Running Classical Programs on a Quantum Annealer
A quantum annealer is a special-purpose quantum computer that does only one thing: rapidly (as in a millionth of a second, regardless of problem complexity) approximate the solution to a fixed-form optimization problem. Specifically, given the linear and quadratic coefficients to a pseudo-Boolean function, a quantum annealer returns the (Boolean) variables that minimize that function. Or not; its behavior is both heuristic and stochastic. There is no “programming” per se. There are no loops, no functions, no branches, no variable modifications—nothing one would expect from a programming system. Beyond coefficient selection, there are not even any inputs! A quantum annealer is effectively a big calculator with one operator button, labeled “optimize”.

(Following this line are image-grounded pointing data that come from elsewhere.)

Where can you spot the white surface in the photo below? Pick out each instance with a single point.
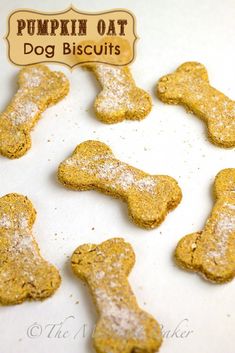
(168, 141)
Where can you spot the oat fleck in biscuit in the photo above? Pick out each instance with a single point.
(24, 274)
(120, 98)
(39, 87)
(93, 166)
(189, 86)
(122, 326)
(212, 251)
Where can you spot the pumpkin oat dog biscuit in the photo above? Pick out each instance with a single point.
(93, 166)
(122, 326)
(212, 251)
(39, 87)
(24, 274)
(189, 85)
(120, 98)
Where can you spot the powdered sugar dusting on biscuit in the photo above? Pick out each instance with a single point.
(116, 89)
(25, 110)
(119, 174)
(122, 321)
(223, 230)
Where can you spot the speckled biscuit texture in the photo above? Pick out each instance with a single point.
(122, 326)
(189, 86)
(93, 166)
(120, 98)
(24, 274)
(39, 87)
(211, 252)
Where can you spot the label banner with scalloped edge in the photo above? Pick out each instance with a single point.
(71, 37)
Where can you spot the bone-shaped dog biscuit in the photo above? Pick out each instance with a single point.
(122, 326)
(93, 166)
(189, 86)
(24, 274)
(120, 98)
(212, 251)
(38, 88)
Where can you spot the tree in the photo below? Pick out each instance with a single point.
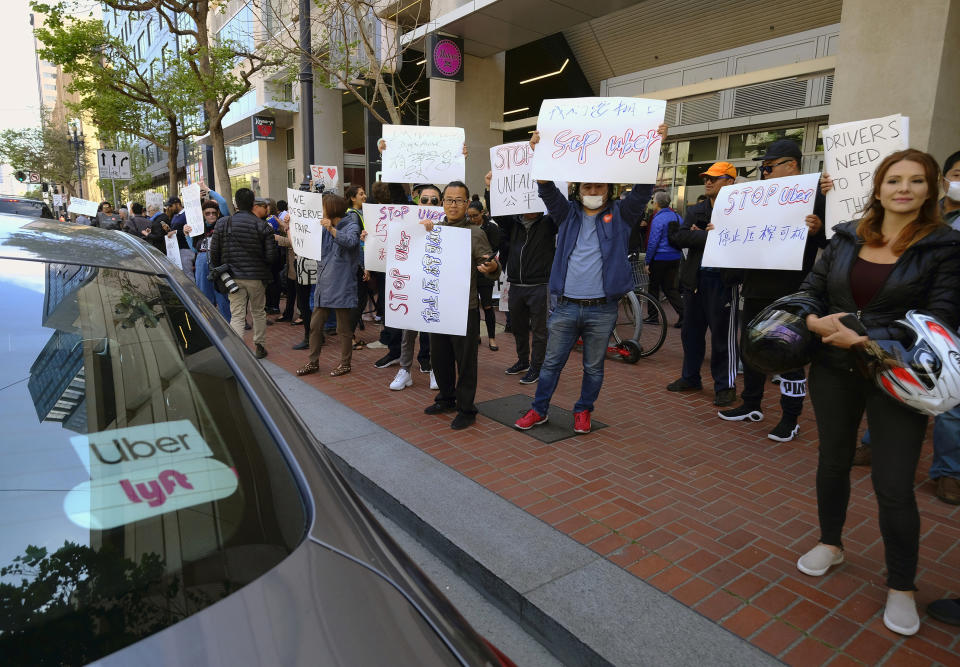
(45, 150)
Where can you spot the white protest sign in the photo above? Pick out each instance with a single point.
(761, 224)
(173, 250)
(513, 191)
(82, 206)
(328, 176)
(428, 278)
(851, 153)
(423, 154)
(376, 218)
(306, 232)
(599, 140)
(192, 206)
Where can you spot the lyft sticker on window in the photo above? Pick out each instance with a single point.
(144, 471)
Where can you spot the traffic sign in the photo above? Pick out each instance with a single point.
(113, 164)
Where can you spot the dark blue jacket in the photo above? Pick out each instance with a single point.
(613, 222)
(658, 244)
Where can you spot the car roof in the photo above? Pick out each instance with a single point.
(42, 239)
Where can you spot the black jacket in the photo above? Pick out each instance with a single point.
(245, 243)
(926, 277)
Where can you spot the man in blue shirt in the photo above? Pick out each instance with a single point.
(589, 275)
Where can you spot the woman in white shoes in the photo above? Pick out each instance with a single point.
(899, 256)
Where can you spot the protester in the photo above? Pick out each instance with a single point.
(899, 256)
(527, 247)
(662, 259)
(336, 282)
(485, 285)
(590, 274)
(454, 358)
(710, 298)
(760, 288)
(245, 243)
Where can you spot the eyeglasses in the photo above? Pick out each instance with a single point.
(766, 169)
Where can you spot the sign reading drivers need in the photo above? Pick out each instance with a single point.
(140, 472)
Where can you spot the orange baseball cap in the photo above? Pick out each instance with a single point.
(720, 169)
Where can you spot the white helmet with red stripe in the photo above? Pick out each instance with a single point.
(923, 372)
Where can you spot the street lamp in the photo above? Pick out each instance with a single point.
(77, 143)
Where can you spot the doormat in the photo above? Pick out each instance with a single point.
(509, 409)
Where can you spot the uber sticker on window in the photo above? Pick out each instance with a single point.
(144, 471)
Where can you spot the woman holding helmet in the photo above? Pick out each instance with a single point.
(899, 256)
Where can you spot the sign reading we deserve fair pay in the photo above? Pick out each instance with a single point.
(761, 224)
(599, 140)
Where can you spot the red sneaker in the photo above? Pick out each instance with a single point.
(529, 420)
(581, 421)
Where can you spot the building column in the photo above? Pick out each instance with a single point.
(894, 61)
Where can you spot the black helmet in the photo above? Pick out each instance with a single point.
(777, 340)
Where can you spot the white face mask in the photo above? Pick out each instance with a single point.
(593, 201)
(953, 192)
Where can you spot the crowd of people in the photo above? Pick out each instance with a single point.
(567, 270)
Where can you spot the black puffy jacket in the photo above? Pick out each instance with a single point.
(246, 244)
(925, 277)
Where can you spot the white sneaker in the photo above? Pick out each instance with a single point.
(402, 381)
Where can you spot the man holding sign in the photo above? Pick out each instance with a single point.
(590, 273)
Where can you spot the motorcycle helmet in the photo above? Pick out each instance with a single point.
(777, 339)
(919, 366)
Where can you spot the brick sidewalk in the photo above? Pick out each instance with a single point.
(710, 512)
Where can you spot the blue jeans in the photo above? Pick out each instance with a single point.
(201, 269)
(567, 323)
(946, 445)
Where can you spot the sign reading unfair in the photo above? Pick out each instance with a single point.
(761, 224)
(428, 278)
(851, 153)
(513, 190)
(599, 139)
(306, 232)
(423, 154)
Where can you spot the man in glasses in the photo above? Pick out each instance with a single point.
(454, 358)
(762, 287)
(709, 298)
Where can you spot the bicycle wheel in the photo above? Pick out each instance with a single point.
(651, 334)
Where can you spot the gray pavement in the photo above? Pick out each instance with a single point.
(579, 606)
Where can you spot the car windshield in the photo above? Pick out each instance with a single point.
(29, 207)
(139, 484)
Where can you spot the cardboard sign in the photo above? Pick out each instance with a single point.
(428, 278)
(851, 153)
(192, 206)
(423, 154)
(599, 140)
(761, 224)
(82, 206)
(328, 176)
(513, 190)
(377, 218)
(306, 231)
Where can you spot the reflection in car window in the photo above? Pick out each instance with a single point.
(138, 484)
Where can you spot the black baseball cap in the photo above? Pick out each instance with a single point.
(782, 148)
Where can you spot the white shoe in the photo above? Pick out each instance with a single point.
(402, 381)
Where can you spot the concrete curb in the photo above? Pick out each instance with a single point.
(582, 608)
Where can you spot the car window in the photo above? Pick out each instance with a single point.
(138, 483)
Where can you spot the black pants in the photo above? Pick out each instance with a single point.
(454, 362)
(794, 385)
(712, 306)
(840, 398)
(663, 275)
(528, 309)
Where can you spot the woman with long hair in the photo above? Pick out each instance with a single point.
(899, 256)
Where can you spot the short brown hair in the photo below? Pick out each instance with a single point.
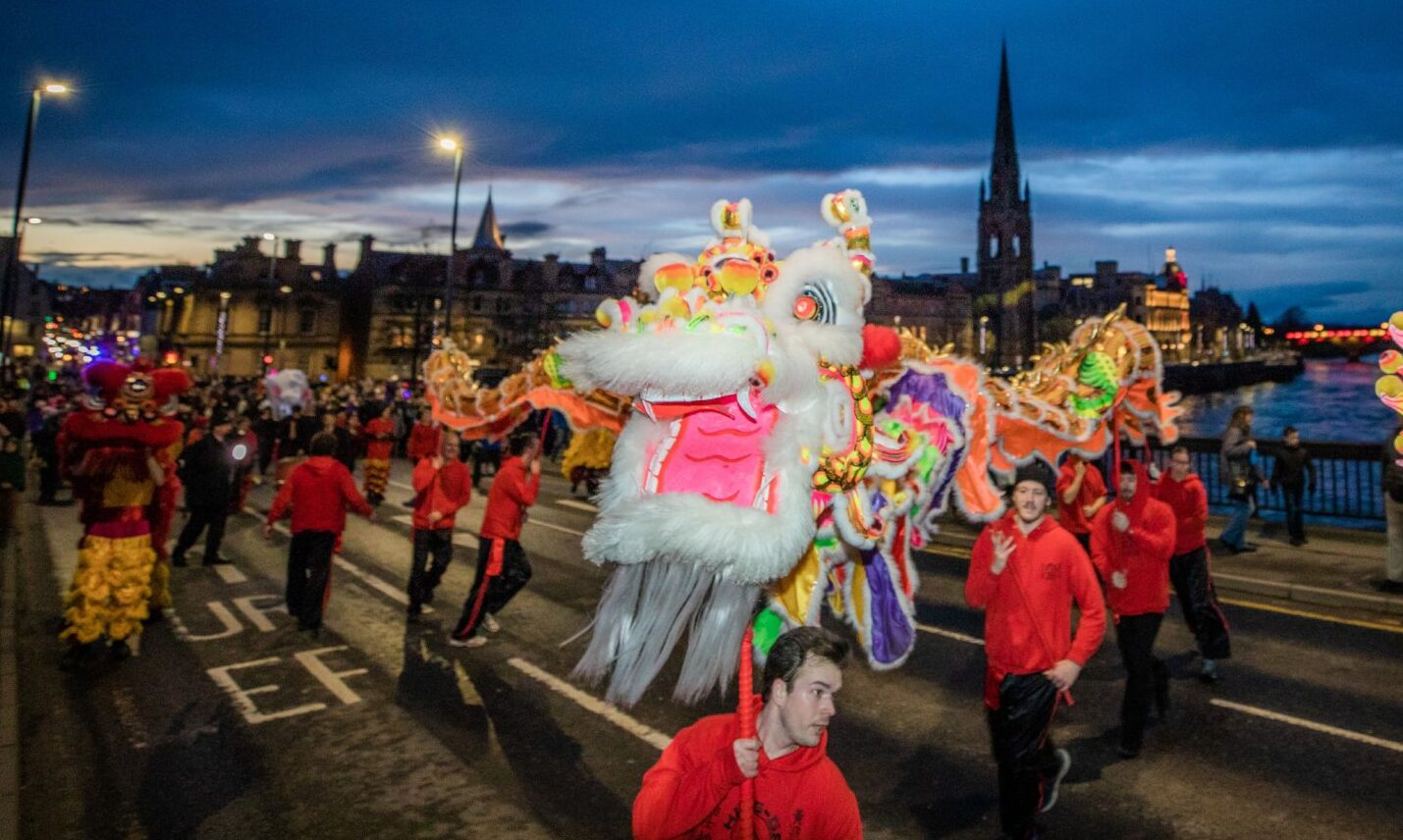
(793, 650)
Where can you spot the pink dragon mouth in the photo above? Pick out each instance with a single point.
(715, 447)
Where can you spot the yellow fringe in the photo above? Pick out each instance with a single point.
(111, 588)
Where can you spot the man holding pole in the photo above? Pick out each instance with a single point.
(695, 790)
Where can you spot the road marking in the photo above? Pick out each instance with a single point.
(231, 574)
(1305, 724)
(599, 707)
(331, 679)
(958, 637)
(1253, 604)
(241, 696)
(556, 528)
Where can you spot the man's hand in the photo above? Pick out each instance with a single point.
(746, 756)
(1002, 551)
(1063, 673)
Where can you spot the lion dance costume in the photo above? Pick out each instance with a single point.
(778, 456)
(108, 447)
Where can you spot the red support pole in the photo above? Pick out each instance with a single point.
(746, 709)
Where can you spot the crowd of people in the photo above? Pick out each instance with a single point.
(1118, 545)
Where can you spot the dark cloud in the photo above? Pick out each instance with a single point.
(525, 229)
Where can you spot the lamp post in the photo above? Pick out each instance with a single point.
(457, 147)
(272, 282)
(10, 281)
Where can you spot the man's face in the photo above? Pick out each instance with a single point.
(1127, 487)
(807, 709)
(1030, 500)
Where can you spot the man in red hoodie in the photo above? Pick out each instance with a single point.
(442, 486)
(319, 493)
(1131, 542)
(1189, 568)
(1081, 491)
(695, 788)
(501, 564)
(1024, 572)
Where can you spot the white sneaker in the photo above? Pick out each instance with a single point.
(1063, 763)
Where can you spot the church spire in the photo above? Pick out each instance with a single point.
(1003, 177)
(489, 236)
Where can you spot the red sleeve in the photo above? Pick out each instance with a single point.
(519, 487)
(422, 474)
(687, 783)
(1088, 594)
(352, 496)
(981, 582)
(281, 502)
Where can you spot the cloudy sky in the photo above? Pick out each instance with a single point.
(1263, 139)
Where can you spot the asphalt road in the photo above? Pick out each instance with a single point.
(232, 724)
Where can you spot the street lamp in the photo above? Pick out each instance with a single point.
(272, 281)
(10, 281)
(457, 147)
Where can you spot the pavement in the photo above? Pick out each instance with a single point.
(232, 724)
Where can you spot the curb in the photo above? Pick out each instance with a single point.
(9, 697)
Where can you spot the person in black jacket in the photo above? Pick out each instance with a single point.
(206, 469)
(1292, 474)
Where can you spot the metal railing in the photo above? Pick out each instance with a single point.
(1347, 476)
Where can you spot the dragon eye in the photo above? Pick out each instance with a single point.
(815, 303)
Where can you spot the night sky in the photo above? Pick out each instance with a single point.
(1263, 139)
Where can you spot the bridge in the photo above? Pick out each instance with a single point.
(1338, 341)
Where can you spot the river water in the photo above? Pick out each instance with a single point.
(1331, 399)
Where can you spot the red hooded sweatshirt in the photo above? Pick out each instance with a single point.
(425, 440)
(1189, 500)
(1027, 621)
(1093, 487)
(445, 490)
(695, 790)
(1141, 551)
(319, 493)
(507, 500)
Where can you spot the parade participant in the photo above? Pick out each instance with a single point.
(1189, 568)
(1132, 540)
(111, 449)
(379, 435)
(501, 564)
(695, 788)
(1024, 572)
(1294, 476)
(1081, 493)
(206, 469)
(317, 493)
(442, 487)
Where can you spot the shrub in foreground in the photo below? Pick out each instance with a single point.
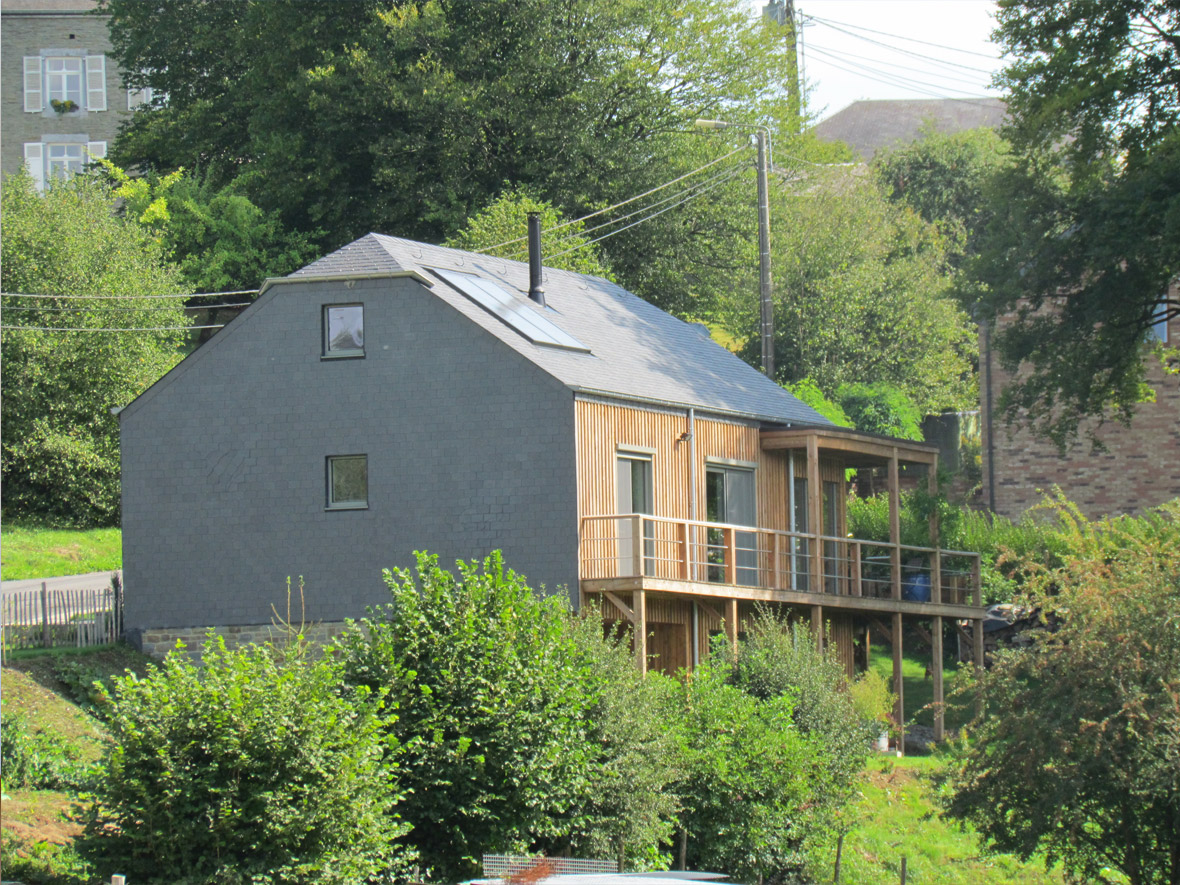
(250, 767)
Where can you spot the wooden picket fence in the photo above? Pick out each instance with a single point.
(52, 618)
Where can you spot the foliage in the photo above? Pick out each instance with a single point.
(59, 438)
(944, 177)
(502, 228)
(220, 240)
(810, 393)
(880, 407)
(752, 778)
(38, 759)
(896, 815)
(249, 767)
(1085, 241)
(44, 863)
(781, 660)
(423, 111)
(31, 551)
(863, 293)
(493, 700)
(1080, 754)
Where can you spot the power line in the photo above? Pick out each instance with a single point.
(649, 217)
(897, 37)
(74, 328)
(122, 309)
(617, 205)
(723, 174)
(128, 297)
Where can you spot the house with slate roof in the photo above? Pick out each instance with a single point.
(395, 397)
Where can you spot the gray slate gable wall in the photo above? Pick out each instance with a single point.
(470, 448)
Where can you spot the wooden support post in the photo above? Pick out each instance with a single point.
(774, 561)
(895, 526)
(640, 607)
(731, 556)
(637, 546)
(684, 555)
(45, 615)
(732, 625)
(978, 660)
(898, 683)
(814, 517)
(936, 653)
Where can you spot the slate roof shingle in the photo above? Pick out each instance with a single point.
(636, 351)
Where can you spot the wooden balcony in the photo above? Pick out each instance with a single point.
(629, 552)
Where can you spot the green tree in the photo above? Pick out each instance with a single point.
(1079, 755)
(502, 229)
(60, 440)
(944, 177)
(880, 408)
(495, 700)
(253, 767)
(861, 290)
(1085, 240)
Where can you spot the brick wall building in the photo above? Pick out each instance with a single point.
(63, 97)
(1139, 470)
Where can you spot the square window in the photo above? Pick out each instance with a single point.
(343, 330)
(347, 482)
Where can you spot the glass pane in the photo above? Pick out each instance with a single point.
(346, 328)
(349, 480)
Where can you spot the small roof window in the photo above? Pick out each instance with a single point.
(511, 309)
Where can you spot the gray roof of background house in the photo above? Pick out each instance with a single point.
(873, 126)
(636, 351)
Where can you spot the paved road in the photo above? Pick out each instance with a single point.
(94, 579)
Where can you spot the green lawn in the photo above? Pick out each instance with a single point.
(919, 689)
(896, 817)
(32, 552)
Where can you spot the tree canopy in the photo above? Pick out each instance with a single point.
(410, 117)
(98, 274)
(1085, 240)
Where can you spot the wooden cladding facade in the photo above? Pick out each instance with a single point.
(607, 430)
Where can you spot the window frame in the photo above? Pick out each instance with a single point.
(326, 351)
(329, 464)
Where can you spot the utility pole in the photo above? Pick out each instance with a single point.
(782, 13)
(766, 287)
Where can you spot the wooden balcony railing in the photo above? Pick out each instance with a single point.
(634, 545)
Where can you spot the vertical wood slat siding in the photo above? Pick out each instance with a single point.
(604, 427)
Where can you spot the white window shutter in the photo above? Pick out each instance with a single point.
(33, 83)
(34, 162)
(96, 83)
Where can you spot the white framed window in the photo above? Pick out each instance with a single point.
(65, 80)
(58, 156)
(347, 482)
(343, 330)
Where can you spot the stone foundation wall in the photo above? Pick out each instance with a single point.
(157, 643)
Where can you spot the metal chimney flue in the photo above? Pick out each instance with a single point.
(535, 292)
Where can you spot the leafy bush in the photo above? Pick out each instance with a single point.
(781, 660)
(39, 760)
(880, 408)
(251, 767)
(752, 780)
(493, 700)
(1080, 753)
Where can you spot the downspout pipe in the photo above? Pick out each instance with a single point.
(536, 293)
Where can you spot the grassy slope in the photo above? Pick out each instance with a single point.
(32, 552)
(896, 815)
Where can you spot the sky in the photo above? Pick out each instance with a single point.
(895, 48)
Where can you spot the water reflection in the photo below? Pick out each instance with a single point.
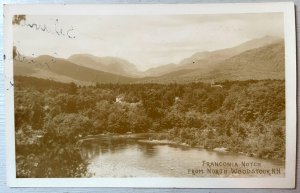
(109, 157)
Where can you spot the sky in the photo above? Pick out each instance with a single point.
(144, 40)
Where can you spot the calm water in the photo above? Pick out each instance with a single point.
(109, 157)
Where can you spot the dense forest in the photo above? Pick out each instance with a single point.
(50, 117)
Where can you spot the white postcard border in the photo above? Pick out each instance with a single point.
(146, 9)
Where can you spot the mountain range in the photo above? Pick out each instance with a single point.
(261, 58)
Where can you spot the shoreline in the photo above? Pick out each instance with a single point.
(141, 139)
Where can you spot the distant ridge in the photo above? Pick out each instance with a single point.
(257, 59)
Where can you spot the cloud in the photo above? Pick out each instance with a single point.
(145, 40)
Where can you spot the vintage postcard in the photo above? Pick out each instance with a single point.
(170, 95)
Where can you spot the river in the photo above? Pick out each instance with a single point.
(123, 157)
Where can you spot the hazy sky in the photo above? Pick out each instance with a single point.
(146, 41)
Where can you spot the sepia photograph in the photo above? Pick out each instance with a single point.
(130, 96)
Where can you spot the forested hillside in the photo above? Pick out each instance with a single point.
(242, 116)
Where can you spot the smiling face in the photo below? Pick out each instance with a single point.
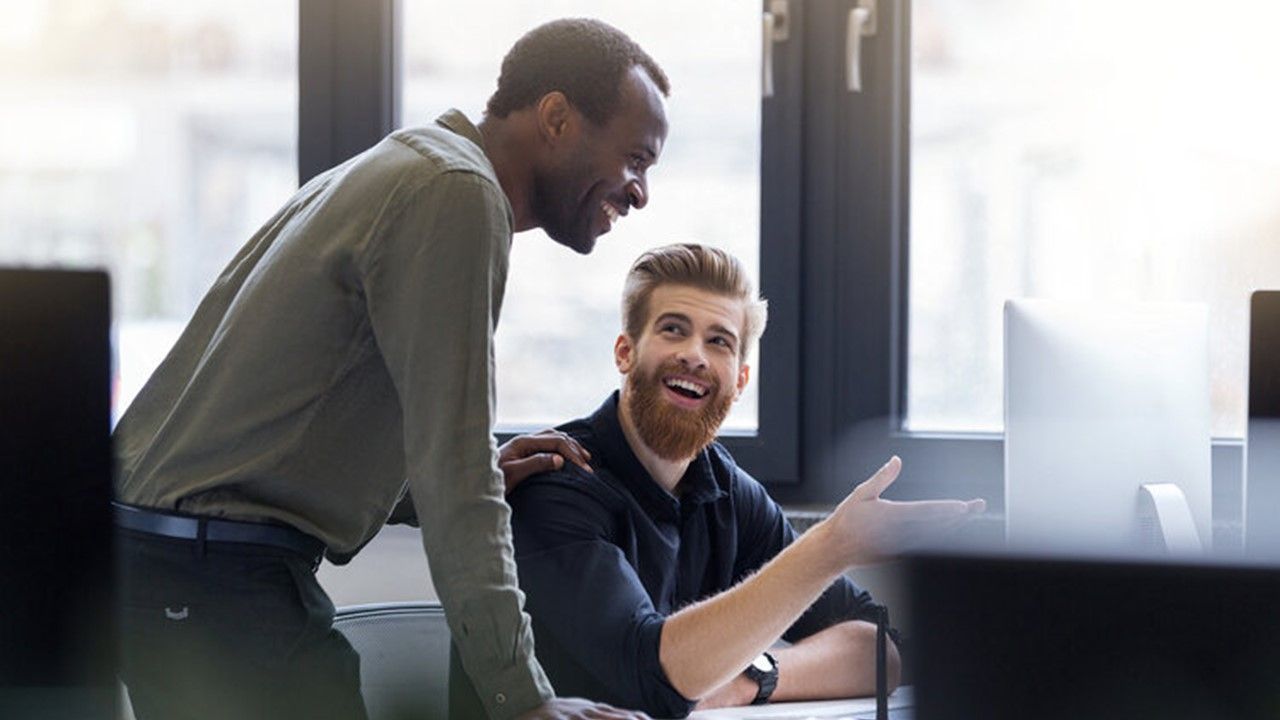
(597, 173)
(685, 370)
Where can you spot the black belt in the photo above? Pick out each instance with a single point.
(210, 529)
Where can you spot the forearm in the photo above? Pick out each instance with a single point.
(839, 661)
(836, 662)
(705, 645)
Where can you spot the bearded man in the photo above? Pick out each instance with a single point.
(656, 578)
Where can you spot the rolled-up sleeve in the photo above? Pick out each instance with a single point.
(763, 533)
(434, 281)
(586, 597)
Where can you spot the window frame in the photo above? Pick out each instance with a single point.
(871, 141)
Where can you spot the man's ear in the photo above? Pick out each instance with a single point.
(744, 374)
(554, 117)
(624, 354)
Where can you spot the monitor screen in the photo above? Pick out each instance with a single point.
(56, 611)
(1105, 405)
(1045, 638)
(1262, 446)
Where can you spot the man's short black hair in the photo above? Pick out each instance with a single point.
(583, 58)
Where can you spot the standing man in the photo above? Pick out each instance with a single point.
(346, 356)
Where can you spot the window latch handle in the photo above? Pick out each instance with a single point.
(773, 30)
(862, 21)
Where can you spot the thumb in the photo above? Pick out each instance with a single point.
(872, 487)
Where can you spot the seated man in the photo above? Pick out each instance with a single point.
(657, 578)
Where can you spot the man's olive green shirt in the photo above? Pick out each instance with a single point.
(344, 354)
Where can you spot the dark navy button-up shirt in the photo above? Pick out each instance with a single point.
(606, 557)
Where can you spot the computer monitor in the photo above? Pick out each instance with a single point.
(1262, 445)
(56, 604)
(1047, 638)
(1107, 428)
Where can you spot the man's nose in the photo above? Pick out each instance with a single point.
(691, 355)
(638, 192)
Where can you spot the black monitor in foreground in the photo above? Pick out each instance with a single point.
(56, 605)
(1262, 445)
(1059, 639)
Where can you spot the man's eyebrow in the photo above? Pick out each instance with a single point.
(722, 329)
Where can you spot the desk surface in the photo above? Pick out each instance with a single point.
(901, 697)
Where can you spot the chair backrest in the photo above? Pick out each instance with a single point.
(403, 657)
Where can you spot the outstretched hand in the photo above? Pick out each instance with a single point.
(539, 452)
(867, 528)
(579, 709)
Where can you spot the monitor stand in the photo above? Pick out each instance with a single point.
(1165, 523)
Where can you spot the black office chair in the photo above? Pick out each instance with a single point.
(403, 657)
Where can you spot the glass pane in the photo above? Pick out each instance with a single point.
(147, 137)
(562, 311)
(1123, 151)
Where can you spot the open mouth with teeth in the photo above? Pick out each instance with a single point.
(685, 391)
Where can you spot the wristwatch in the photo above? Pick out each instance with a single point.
(764, 671)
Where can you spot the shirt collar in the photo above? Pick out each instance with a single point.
(455, 121)
(699, 482)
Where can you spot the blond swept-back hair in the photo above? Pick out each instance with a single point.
(699, 267)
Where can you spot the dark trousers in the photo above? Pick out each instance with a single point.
(228, 630)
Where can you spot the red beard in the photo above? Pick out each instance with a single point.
(672, 432)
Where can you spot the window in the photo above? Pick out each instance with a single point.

Or is it? In this lecture, we explore how to engineer conventional computer programming (or a reasonable facsimile thereof) in terms of a quantum annealer's native capabilities. Step-by-step and abstraction-by-abstraction, we construct a system for mapping programs written in classical programming languages into a minimization problem suitable for execution on a quantum annealer. We argue that with this approach, efficient, approximate solutions to difficult (i.e., NP) problems can in fact be easier to express than with conventional, classical techniques.
Dr. Scott Pakin has worked since 2002 as a scientist at Los Alamos National Laboratory. He has researched over time a variety of Computer Science topics related to high-performance computing, including programming models, application performance analysis, energy efficiency, and high-speed communication. Scott has recently begun investigating quantum computing and is currently leading a few exciting research efforts related to both circuit-model quantum computing and quantum annealing. Scott holds an M.S. and a Ph.D. in Computer Science from the University of Illinois at Urbana-Champaign and a B.S. in Mathematics/Computer Science from Carnegie Mellon University.